Wednesday, November 4, 2009
There was a time in my not so distant past that I willed myself to try to see the wonder of nature that I knew I used to see, that I used to stand in awe of and weep.
But I could no longer 'see.' Not physically, I knew it was light and dark around me, day and night...but I didn't see any of it... I couldn't feel and appreciate the world around me or my place in it.
I knew I had once seen it and that it filled me with wonder and awe...
I could remember watching a leaf as it changed color by the passing of a shadow over it.
I could remember thinking God sees every shadow, every nuance of color, beyond even what I can see... He delights in His creation and in it He is glorified.

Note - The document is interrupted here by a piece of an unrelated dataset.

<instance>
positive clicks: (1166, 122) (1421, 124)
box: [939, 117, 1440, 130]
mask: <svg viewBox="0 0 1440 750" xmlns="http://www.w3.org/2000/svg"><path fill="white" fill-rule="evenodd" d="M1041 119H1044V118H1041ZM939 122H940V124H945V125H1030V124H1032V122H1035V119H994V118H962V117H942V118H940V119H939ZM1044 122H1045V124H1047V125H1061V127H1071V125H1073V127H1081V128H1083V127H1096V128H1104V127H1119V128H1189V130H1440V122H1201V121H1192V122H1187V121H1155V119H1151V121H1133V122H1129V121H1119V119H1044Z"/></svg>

But I could no longer see it, though I tried...
And then I remember one day standing in my laundry room doing the wash and the tree outside the window caught my eye. It was fall and it was red and wet with rain...
And I burst into tears...
I could see again.
That was a long time ago, it seems. And I am ever thankful to once again be able to 'see.'
There is so much wonder around us, yet we drive-by...
Hardly ever noticing the gift that surrounds us.
Creation...
God's Creativity...better than anything I've seen on any blog roll...
and there's some pretty inspiring things on that web!
But nothing can compare.......
Yesterday I did a brave thing with my camera...twice...
I took shots I have been fearful to take. Intrusive, personal shots.
I'm not sure how I feel about that, I feel like I've stolen something?!?
it started with this one
i loved the green of the plant next to the green of the curtain
and the natural light...
Yet after those stolen moments, it's as if my eyes were open wide the rest of the day!
I went about my work, around the house, errands, recycling...and I saw so much...
the last warm sun of summer...last night there was frost and tomorrow we're supposed to have snow!?!?